Italians seem to be giving up the traditional staple for health reasons, according to a report by Mintel, favouring low carb diets instead.

That being said, Italy still remains in the top three pasta eating nations, along with Brazil and Russia.

No more tagliatelle, pappardelle or fettucine

According to the report, 23% of Italians are limiting the amount of pasta they eat for health reasons, allowing Brazil to take the top spot for pasta consumption in 2016.

Furthermore, 28% of Italians aged 55 and over have also vowed to cut back.

“Health concerns over carbohydrate intake continue to plague sales of pasta, especially in Italy where retail sales have been in constant decline every year since 2009,” ​said Jodie Minotto, global food and drink analyst at Mintel. "The rising popularity of protein and the resurgence of low carb diets have made for a challenging environment for pasta, which is being shunned in favour of foods perceived to be healthier or more supportive of weight management efforts."

Gluten-free, whole wheat and organic varieties of pasta are also becoming more favourable across the country, with 8%, 30% and 21% of Italians eating them once a week or more, respectively.

However it is not just Italians giving up the food, as Mintel reports that only Russia, Germany and Brazil have seen positive growth for pasta between 2011 and 2015.

France, UK and Italy have experienced growth for rice and grains instead. Similarly, 41% of US consumers believe rice and grains to be a healthier option to pasta.

One quarter of British pasta consumers have also taken the low carb route and aim to eat less pasta.

50/50 is the way forward

In response to falling demand for traditional pasta, brands have started reformulating to include 50/50, organic, whole wheat and gluten-free product within their pasta range.

Mintel says that these ranges significantly outperform standard varieties, especially in the case of Napolina’s 50/50 spaghetti, made with 50% wholegrain flour.

The trend of gluten-free and low carb diets has resulted in better-for-you options of pasta being commonplace.

“The pasta category is vastly different to what it was even five years ago.
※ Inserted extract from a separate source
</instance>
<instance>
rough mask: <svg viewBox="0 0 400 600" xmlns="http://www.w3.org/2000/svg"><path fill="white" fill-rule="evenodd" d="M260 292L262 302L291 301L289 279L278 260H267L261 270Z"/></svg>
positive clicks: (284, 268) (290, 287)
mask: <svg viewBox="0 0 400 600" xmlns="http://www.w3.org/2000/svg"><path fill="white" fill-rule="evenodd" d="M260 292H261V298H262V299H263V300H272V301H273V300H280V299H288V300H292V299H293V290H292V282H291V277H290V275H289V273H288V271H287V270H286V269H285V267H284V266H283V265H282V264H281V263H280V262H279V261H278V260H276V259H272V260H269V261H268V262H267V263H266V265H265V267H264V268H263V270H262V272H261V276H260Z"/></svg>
Wheat-free, gluten-free and better-for-you options are now part of the standard pasta range. Consumer demand for natural, unprocessed foods has contributed to the rise in popularity of organic pasta, yet another option pasta brands now need to offer,” ​said Minotto.

Furthermore, consumers now prefer locally grown wheat rather than authentic Italian.

Wheat is also getting replaced entirely with the emergence of ‘pasta’ made from other ingredients.

“All manner of ingredients are being used in next generation ‘pasta’, the latest of which is seaweed. Sourdough fermentation is also being used to improve digestibility of gluten in wheat based pasta,” ​Minotto said.

Minotto concluded by saying pasta sales could be driven through the use of 3D printers to make customised pasta shapes and through increased brand building and investment in advertisement.